Authentication & API Keys
Authenticate with the ComplyWise API using email/password login, JWT tokens, and API keys for service-to-service integrations.
On this page
Authentication Overview
The ComplyWise API uses token-based authentication. All API requests (except login) must include a valid Bearer token in the Authorization header. Tokens are obtained via the login endpoint and include the user's organization, role, and expiration. For service-to-service and CI/CD integrations, API keys provide long-lived authentication.
- Bearer tokens for all authenticated requests
- Tokens include organization, user, and role information
- Tokens expire automatically
- API keys for long-lived service-to-service authentication
Login Endpoint
POST /api/auth/login — Authenticate with email and password to receive a JWT access token. The request body must include email and password as JSON. The response includes the access_token, token_type (Bearer), user profile, and tenant information. Include the token in all subsequent requests as: Authorization: Bearer {access_token}.
- Method: POST
- URL: /api/auth/login
- Body: { "email": "user@example.com", "password": "your-password" }
- Response: { "access_token": "eyJ...", "token_type": "bearer", "user": { ... } }
Using the Token
Include the access token in the Authorization header of every API request. The format is: Authorization: Bearer {access_token}. If the token is expired or invalid, the API returns a 401 Unauthorized response. Refresh your token by calling the login endpoint again.
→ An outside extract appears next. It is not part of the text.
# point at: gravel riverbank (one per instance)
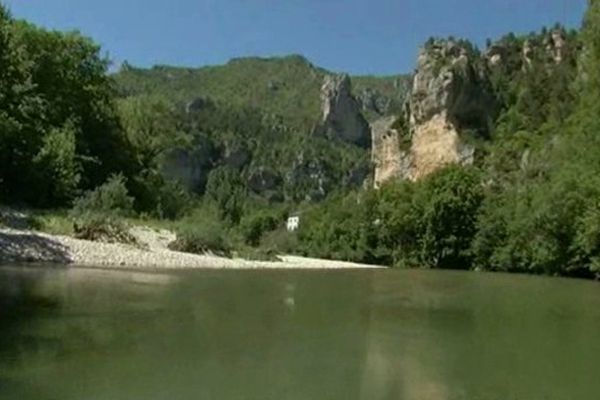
(18, 246)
- Header: Authorization: Bearer {access_token}
- 401 response indicates an expired or invalid token
- Refresh by calling the login endpoint again
API Keys
API keys provide persistent authentication for automated systems, scripts, and CI/CD pipelines. Create API keys from Settings → API Keys in the dashboard. Each key inherits the role and tenant of the creating user. API keys are sent in the same Authorization: Bearer header as JWT tokens.
- Create in Settings → API Keys with a descriptive name
- Keys inherit the creating user's role and tenant scope
- Configurable expiration — revoke when no longer needed
- Use separate keys for each integration for easy revocation
Rate Limiting
API requests are rate-limited per tenant to ensure fair usage and platform stability. Rate limit headers are included in every response so your integration can adapt accordingly. Enterprise customers can request higher limits.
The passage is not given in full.